PS: I've searched on SO for "[boost] +sequence program options" and "[boost-program-options] +order" (and their variants) before posting this, so I apologize in advance if this turns out to be a duplicate.
Since posting the question, I did some digging and have a "hack" that works with the existing examples I had above.
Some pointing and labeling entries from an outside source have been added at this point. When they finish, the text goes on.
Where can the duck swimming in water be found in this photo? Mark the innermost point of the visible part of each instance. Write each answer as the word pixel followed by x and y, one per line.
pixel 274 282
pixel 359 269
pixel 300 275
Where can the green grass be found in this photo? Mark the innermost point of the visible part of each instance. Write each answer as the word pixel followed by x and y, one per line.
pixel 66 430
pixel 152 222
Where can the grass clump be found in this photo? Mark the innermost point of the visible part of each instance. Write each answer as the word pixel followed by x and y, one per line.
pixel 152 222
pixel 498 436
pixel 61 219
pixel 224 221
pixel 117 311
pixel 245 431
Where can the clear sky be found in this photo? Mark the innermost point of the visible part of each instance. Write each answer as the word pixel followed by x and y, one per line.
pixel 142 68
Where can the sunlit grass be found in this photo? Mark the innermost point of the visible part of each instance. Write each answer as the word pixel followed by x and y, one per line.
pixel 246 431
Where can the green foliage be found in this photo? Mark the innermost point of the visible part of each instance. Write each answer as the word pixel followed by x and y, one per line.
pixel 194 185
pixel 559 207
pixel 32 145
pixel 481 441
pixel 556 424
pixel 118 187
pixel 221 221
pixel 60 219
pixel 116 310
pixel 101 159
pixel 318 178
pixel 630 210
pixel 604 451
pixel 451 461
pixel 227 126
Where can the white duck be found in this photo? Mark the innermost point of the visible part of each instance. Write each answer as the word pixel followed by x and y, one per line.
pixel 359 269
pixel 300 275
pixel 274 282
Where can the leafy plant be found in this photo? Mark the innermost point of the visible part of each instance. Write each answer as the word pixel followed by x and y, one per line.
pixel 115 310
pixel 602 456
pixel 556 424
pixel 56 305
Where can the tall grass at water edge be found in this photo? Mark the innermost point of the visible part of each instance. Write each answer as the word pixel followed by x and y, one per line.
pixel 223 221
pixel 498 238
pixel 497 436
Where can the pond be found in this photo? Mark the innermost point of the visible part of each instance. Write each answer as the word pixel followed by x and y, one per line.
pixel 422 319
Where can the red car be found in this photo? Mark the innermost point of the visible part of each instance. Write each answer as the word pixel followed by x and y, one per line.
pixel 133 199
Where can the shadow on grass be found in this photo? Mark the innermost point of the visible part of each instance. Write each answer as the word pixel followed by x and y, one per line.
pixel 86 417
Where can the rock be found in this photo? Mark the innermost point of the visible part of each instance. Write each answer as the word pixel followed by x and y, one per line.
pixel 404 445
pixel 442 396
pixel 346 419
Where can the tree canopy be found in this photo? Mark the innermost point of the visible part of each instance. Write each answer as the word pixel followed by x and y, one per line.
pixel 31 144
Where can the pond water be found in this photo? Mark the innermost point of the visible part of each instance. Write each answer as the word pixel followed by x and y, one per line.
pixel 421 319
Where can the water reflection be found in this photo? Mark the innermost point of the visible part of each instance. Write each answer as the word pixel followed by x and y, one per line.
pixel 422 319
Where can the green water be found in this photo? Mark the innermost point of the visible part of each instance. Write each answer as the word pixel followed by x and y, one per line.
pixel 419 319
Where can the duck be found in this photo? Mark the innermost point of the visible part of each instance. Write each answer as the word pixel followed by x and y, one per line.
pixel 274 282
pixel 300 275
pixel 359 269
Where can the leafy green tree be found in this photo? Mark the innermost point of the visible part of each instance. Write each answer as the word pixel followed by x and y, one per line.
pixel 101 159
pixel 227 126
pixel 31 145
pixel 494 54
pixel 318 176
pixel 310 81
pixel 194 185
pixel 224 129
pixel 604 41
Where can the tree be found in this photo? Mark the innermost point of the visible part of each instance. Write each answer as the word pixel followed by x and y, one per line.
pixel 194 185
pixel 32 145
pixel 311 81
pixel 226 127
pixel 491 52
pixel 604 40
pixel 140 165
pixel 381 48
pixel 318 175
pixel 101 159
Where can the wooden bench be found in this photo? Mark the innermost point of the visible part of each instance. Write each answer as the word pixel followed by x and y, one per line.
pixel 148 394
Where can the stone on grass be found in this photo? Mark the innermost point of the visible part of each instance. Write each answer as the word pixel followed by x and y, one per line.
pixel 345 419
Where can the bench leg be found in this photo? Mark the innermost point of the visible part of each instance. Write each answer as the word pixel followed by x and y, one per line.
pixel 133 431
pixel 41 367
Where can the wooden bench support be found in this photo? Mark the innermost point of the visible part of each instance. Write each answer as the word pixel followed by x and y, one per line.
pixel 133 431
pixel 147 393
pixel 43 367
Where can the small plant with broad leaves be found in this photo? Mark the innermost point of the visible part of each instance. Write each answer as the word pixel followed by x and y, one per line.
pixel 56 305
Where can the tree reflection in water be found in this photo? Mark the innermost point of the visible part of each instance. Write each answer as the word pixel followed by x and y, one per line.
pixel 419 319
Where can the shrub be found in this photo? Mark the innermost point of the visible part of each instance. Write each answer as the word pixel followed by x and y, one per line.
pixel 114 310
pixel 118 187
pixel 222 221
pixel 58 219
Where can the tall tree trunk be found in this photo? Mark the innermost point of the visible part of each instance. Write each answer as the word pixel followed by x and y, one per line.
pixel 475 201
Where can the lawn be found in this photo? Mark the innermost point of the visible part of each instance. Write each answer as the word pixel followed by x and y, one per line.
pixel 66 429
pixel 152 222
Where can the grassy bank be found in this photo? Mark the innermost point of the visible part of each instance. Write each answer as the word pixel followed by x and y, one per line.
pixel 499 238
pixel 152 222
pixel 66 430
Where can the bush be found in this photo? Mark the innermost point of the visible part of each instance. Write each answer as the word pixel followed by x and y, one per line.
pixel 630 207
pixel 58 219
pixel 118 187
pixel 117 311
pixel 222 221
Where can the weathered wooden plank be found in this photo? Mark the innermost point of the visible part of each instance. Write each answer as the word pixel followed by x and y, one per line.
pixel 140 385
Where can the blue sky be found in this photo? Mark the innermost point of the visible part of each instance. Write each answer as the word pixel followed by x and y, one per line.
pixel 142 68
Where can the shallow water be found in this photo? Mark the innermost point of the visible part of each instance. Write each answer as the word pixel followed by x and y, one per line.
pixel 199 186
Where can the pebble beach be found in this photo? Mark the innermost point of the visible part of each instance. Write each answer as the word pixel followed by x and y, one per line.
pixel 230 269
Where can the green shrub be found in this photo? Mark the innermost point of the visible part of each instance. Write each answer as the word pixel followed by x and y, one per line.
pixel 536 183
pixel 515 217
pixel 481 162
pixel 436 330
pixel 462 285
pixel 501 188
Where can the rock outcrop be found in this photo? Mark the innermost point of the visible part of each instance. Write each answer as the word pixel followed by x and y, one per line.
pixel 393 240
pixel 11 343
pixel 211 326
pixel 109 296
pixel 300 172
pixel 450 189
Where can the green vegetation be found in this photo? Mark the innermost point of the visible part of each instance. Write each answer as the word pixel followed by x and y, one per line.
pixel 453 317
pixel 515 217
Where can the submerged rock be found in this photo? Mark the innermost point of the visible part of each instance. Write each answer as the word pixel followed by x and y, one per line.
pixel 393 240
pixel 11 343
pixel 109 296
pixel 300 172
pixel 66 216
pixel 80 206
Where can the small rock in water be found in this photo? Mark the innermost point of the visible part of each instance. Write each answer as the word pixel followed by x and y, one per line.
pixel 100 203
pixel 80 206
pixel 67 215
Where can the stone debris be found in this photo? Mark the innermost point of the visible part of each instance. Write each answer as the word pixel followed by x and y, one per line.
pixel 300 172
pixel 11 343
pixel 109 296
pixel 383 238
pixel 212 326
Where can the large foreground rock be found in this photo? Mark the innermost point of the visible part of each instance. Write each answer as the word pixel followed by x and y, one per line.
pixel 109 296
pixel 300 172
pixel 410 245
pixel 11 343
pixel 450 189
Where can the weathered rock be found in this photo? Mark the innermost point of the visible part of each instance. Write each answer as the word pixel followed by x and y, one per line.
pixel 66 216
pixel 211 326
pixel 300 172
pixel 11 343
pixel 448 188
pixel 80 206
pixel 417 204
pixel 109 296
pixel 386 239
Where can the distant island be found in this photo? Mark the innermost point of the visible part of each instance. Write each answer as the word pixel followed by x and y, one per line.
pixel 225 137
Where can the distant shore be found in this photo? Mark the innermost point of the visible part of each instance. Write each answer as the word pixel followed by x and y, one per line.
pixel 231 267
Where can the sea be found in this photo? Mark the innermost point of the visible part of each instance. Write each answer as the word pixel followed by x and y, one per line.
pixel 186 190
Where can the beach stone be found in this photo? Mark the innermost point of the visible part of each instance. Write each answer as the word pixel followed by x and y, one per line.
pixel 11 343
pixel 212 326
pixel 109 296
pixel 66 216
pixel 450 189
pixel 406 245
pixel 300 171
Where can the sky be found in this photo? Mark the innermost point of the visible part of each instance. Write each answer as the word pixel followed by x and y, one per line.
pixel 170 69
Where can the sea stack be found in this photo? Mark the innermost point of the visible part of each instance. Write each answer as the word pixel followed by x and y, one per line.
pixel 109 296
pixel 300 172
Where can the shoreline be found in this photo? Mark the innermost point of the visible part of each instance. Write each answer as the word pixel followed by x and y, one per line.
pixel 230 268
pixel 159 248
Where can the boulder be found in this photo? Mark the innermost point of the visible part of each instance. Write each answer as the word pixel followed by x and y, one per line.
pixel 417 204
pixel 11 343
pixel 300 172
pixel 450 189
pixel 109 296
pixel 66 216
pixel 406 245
bpo::parsed_options p_ops = bpo::parse_command_line(argc,argv,desc);
typedef std::vector< bpo::basic_option<char> >::iterator OptionsIterator;
OptionsIterator it = p_ops.options.begin(), it_end = p_ops.options.end();
while(it != it_end) {
std::cout << it->string_key << ": ";
BOOST_FOREACH(std::string value, it->value) {
std::cout << value << " ";
}
std::cout << std::endl;
++it;
}
The reason I call it a hack is because it accesses all arguments as strings, and one would have to extract the types from it much like bpo::variables_map does with the .as<T>() member function. EDIT: It also accesses a member of the options struct directly.
How about this:
./bin/make_graph c,4,5,1 c,3,1,2 w,3,3
Where "c,4,5,1", "c,3,1,2" and "w,3,3" are positional arguments which are stored (in order) in a std::vector<std::string> (just like --input-file in this tutorial) . Then use Boost.Tokenizer or boost::algorithm::split to extract the subtokens from each argument string.
If the graphs can be complex, you should consider making it possible for the user to specify an input file that contains the graph parameters. Boost.Program_Options can parse a user config file that uses the same syntax as the command line options.